When I was promoted to sergeant in 1974 I went from Investigations back to Patrol and took over a squad on the graveyard shift. The squad’s senior officer, I learned, was Gene Chouinard. He had been a San Diego cop for only 4 years less than I had been alive. I knew him by reputation: widely experienced and absolutely honest, a gentle gentleman who could also kick butts and administer “stick drill,” and a word kept cropping up that I’d never heard applied to a cop before — wisdom. He was regarded as not just smart, but also wise. I had never met him.
As the junior sergeant on graveyard I pulled the “late reports” duty, which meant my patrolmen had already taken the field when I came to work. As I hit the bricks I heard him get a “big family fight” call, so I rolled to cover him.

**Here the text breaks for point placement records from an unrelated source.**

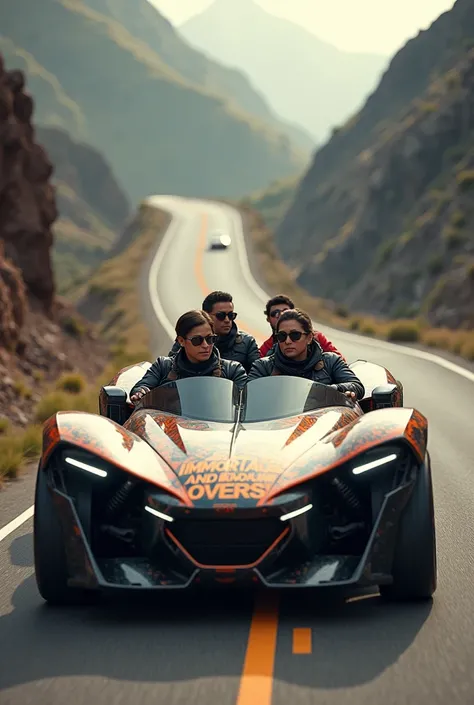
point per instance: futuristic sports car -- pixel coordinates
(286, 484)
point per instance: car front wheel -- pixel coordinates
(415, 566)
(49, 552)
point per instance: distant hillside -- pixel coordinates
(273, 202)
(92, 208)
(305, 79)
(144, 22)
(159, 131)
(383, 221)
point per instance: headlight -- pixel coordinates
(387, 458)
(85, 466)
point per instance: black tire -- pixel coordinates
(414, 565)
(51, 571)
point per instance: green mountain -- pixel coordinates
(144, 22)
(383, 220)
(159, 131)
(305, 80)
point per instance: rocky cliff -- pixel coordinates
(383, 221)
(40, 336)
(27, 205)
(161, 131)
(92, 207)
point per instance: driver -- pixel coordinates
(275, 308)
(232, 343)
(297, 354)
(197, 356)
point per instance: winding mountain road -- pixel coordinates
(278, 650)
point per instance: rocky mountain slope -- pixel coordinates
(40, 335)
(159, 131)
(92, 207)
(305, 79)
(383, 220)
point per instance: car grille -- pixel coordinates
(227, 542)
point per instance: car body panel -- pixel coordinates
(214, 496)
(111, 442)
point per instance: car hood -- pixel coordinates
(214, 462)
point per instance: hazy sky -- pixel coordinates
(354, 25)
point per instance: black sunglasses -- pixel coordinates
(222, 315)
(198, 340)
(294, 335)
(277, 312)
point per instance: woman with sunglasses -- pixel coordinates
(232, 343)
(197, 356)
(299, 355)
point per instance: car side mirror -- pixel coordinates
(113, 404)
(385, 396)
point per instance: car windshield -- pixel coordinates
(216, 399)
(203, 398)
(278, 397)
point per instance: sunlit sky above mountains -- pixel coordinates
(352, 25)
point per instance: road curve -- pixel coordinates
(359, 652)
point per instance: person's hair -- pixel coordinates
(215, 297)
(278, 299)
(190, 320)
(296, 314)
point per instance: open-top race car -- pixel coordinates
(284, 484)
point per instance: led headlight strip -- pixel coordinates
(374, 464)
(86, 466)
(158, 514)
(296, 512)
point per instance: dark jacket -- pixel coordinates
(237, 345)
(325, 368)
(168, 369)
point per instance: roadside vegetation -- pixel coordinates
(278, 277)
(120, 324)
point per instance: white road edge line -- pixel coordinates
(260, 294)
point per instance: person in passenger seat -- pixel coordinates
(298, 354)
(274, 309)
(232, 343)
(197, 356)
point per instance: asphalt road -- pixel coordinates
(235, 652)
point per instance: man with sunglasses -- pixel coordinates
(274, 308)
(232, 343)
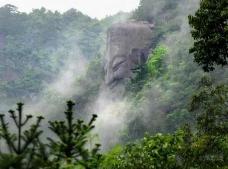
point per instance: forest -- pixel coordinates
(57, 112)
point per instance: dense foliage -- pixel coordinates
(69, 149)
(166, 92)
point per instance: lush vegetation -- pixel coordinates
(179, 113)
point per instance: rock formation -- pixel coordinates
(128, 45)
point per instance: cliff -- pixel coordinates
(128, 45)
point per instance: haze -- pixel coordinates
(94, 8)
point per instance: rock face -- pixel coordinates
(128, 45)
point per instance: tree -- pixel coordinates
(21, 147)
(210, 32)
(69, 148)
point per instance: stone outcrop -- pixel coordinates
(128, 45)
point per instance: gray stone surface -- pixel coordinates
(128, 44)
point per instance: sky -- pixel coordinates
(94, 8)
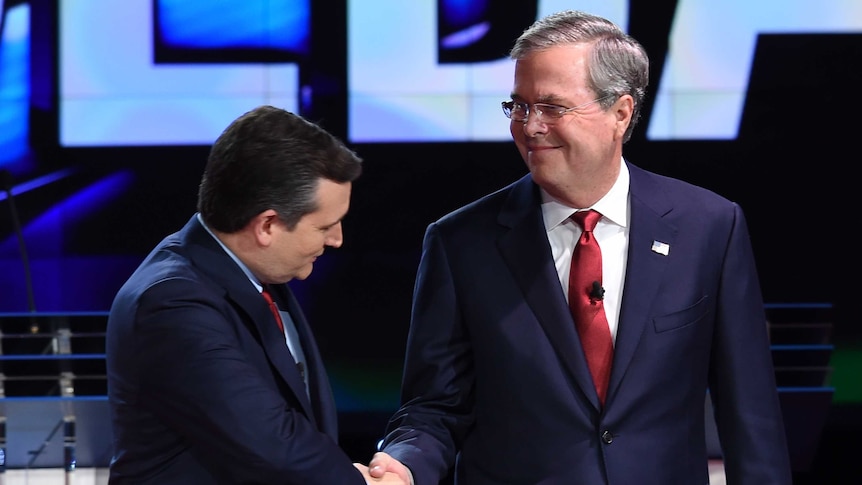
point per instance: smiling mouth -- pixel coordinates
(541, 148)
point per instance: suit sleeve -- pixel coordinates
(437, 386)
(196, 377)
(742, 379)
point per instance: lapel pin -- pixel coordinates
(660, 247)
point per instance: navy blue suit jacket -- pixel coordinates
(495, 370)
(202, 387)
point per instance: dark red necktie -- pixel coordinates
(586, 302)
(273, 308)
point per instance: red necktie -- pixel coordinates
(587, 304)
(273, 308)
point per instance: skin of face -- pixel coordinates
(290, 254)
(576, 158)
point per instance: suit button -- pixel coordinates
(607, 437)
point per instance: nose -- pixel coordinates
(532, 125)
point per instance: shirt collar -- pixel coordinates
(233, 256)
(613, 205)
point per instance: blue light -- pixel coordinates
(14, 83)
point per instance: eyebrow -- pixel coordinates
(546, 99)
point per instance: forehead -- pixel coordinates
(549, 74)
(333, 200)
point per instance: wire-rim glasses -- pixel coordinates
(545, 113)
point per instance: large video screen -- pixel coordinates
(175, 72)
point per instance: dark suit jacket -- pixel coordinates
(494, 368)
(202, 387)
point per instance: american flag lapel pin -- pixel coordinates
(660, 247)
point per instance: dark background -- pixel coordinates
(791, 169)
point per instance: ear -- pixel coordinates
(623, 109)
(263, 226)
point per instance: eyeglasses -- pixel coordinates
(545, 113)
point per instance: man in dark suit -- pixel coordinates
(207, 383)
(497, 388)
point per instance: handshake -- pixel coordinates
(384, 470)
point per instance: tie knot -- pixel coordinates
(587, 219)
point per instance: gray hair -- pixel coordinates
(617, 65)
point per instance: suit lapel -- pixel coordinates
(536, 274)
(211, 258)
(320, 392)
(645, 268)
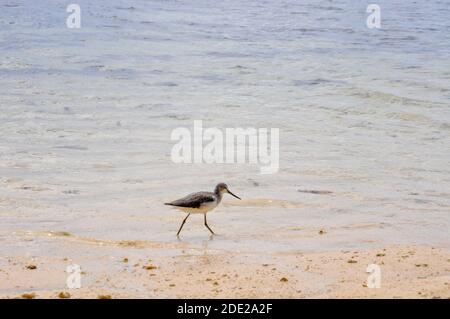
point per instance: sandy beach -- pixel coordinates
(131, 269)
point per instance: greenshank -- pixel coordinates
(201, 203)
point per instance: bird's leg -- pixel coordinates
(182, 224)
(206, 224)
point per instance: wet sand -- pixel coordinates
(136, 272)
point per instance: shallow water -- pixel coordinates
(364, 118)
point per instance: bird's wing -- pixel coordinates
(194, 200)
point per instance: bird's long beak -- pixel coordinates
(233, 194)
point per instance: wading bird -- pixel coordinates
(201, 203)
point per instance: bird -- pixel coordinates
(201, 203)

It was big all right, quickly swelling from a half-dozen to over 30 members of a huge, hot-blooded Portuguese fishing family, one where at the time, all working males wore long, nasty tuna knives 24/7, and had been known to use them for purposes other than gutting big tuna. Blows had been thrown with fists and pieces of two chairs — which had been busted over some of the combatants — and blood spattered the walls and carpet of a standing-room-only parlor. Hands were on knife butts, and battle lines were drawn. My first thought was, “We’re gonna need more cover, Code Two.”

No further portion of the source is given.